Marlboro College

NewsDistinguished Pianists Perform in Tribute to Rudolf Serkin Concert Series

In celebration of Marlboro College’s new Rudolf and Irene Serkin Center for the Performing Arts and in honor the man who inspired it, Professor of Music Luis Batlle has organized “A Tribute to Rudolf Serkin,” a concert series of internationally acclaimed pianists who have a special connection to the late Rudolf Serkin. The concert series debuted in November with Mitsuko Uchida; Claude Frank gave the first spring concert. Richard Goode follows with a performance of Bach and Schubert on Thursday, March 30 at 7:30 p.m. The final performance will be Cecile Licad, who will feature the Romantics in a program of Emmanuel Chabrier, Louis Moreau Gottschalk and Rachmaninoff on Sunday, April 16 at 3:00 p.m.

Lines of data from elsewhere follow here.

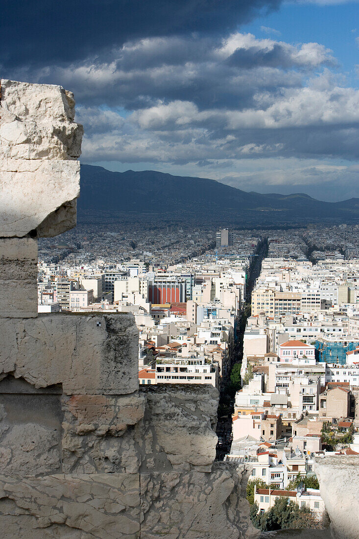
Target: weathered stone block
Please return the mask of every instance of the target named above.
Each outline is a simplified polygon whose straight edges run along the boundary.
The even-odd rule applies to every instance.
[[[26,236],[80,192],[78,161],[3,159],[0,160],[0,175],[3,205],[0,236],[3,237]],[[59,224],[52,225],[54,236],[75,226],[76,222],[73,216]]]
[[[251,467],[218,463],[211,473],[141,474],[141,537],[258,539],[244,496]]]
[[[140,537],[138,474],[1,475],[0,494],[6,539]]]
[[[0,317],[37,316],[37,241],[0,238]]]
[[[71,473],[137,472],[141,457],[133,429],[143,417],[145,399],[75,395],[63,402],[63,470]]]
[[[66,395],[123,395],[138,388],[138,330],[132,315],[0,319],[0,372]]]
[[[1,80],[0,236],[55,236],[76,224],[82,126],[60,86]],[[64,205],[64,209],[59,209]],[[40,226],[41,225],[41,226]]]
[[[143,431],[136,438],[143,454],[141,469],[210,472],[218,391],[210,385],[166,384],[140,386],[140,392],[147,399]]]
[[[333,539],[356,539],[359,530],[359,457],[317,457],[314,471]]]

Richard Goode, currently co-director of the Marlboro Music Festival, started participating in the Festival when he was thirteen years old. Goode is recognized worldwide as one of the foremost interpreters of Beethoven’s music. He has made over two dozen recordings, and his second disc of Bach Partitas was Gramophone Magazine’s Record of the Month in 2003. Goode has performed with every major American orchestra, numerous orchestras in Europe, and has been awarded the Avery Fischer Prize, the Clara Haskill Competition, and a Grammy with clarinetist Richard Stoltzman, among others. One of the youngest participants of the Marlboro Music Festival (he was thirteen started coming regularly He studied with Nadia Rosenberg at the Mannes College of Music and with Rudolf Serkin at the Curtis Institute of Music.

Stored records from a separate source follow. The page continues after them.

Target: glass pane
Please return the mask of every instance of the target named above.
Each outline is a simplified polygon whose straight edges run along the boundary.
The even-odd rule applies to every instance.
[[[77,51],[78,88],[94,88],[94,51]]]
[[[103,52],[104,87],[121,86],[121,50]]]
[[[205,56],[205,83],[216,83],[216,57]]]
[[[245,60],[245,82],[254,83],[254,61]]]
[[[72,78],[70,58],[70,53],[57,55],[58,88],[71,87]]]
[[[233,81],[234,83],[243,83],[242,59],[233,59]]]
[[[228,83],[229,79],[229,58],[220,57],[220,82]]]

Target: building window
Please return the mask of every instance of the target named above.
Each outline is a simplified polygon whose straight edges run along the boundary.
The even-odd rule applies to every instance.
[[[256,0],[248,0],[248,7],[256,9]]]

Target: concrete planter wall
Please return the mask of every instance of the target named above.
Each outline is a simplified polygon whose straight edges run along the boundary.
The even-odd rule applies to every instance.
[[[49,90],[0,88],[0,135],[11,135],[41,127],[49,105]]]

The first musician in a decade to receive the coveted Leventritt Gold Medal, Cecile Licad quickly gained international recognition. She has performed with major orchestras in Chicago, Boston, San Francisco, London, Munich, Geneva, Hong Kong and Tokyo, among others, and has collaborated with musicians ranging from Claudio Abbado to Pinchas Zukerman. Her second recording, Chopin Piano Concerto No. 2 in F Minor and Saint-Saëns’ Piano Concerto No.2 in G Minor, with Andre Previn and the London Philharmonic, received the Grand Prix du Disque Frederic Chopin. While attending the Curtis Institute of Music, Licad received the “Most Outstanding Student” award and studied privately with both Rudolf Serkin and Luis Battle.

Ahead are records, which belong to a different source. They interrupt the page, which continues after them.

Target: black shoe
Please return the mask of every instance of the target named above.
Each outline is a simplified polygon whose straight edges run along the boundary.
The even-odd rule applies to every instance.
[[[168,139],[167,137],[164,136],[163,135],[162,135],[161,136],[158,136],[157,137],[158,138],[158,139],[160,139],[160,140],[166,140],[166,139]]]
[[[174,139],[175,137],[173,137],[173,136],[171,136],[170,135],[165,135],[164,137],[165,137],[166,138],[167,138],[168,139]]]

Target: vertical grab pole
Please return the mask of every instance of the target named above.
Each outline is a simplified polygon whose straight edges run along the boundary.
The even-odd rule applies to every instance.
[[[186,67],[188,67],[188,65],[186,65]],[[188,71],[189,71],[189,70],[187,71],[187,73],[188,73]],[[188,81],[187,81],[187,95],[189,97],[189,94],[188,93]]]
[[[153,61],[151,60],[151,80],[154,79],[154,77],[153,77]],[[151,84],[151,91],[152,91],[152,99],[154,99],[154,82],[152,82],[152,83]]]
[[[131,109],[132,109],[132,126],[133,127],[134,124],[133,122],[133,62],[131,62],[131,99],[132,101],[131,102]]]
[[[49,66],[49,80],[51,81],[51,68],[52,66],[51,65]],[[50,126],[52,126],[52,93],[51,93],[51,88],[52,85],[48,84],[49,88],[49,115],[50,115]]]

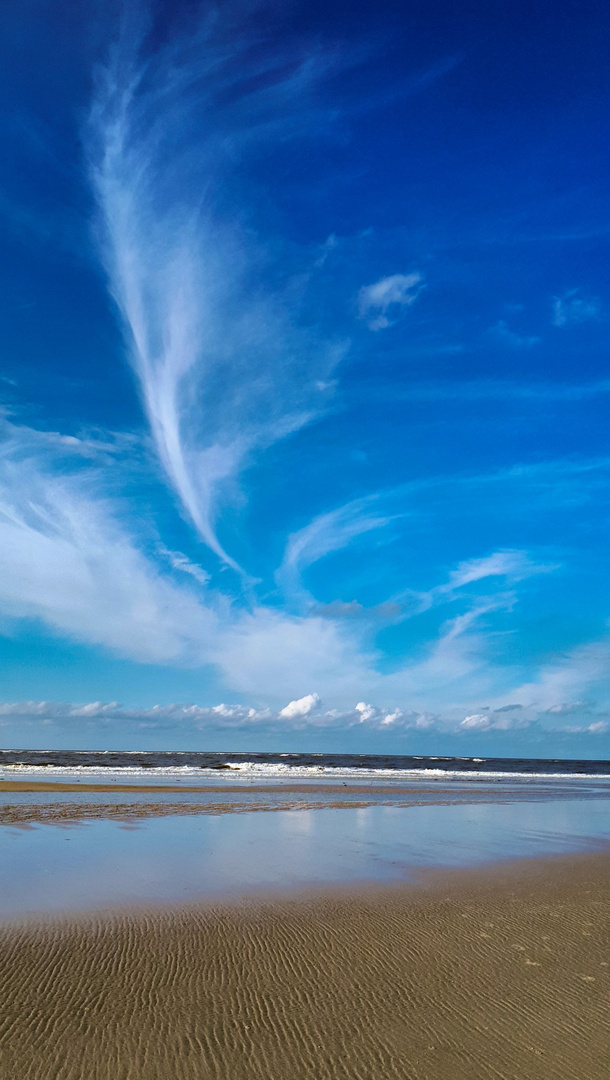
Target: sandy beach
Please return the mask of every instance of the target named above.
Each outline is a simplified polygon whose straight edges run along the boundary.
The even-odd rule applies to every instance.
[[[610,856],[4,923],[2,1080],[607,1080]]]

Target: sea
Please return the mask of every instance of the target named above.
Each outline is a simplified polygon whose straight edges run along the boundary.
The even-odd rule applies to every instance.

All concerts are free and open to the public. The concerts will be held in the 125-seat Ragle Hall, which is completely accessible. Because seating is very limited, free tickets must be obtained in advance. Tickets will be available three weeks before each performance at the Marlboro College Graduate Center in Brattleboro and at the Marlboro College Bookstore in Marlboro from 9:00 a.m. to 4:00 p.m. Monday through Friday. For more information, contact Elena Sharnoff, Marlboro College Public Affairs Officer, at (802) 251-7644 Monday through Friday, or visit www.marlboro.edu. For cancellation information, please call the Events Hotline: (802) 451-7151.

Founded in 1946, Marlboro College offers undergraduate education in the liberal arts and, since 1997, graduate study focused on Internet technologies. Its 330 undergraduate students enjoy an 8:1 student-faculty ratio, a voice in governing the community and individualized courses of study on a 350-acre campus in the hills of southern Vermont. Marlboro has been selected as one of 40 Colleges that Change Lives.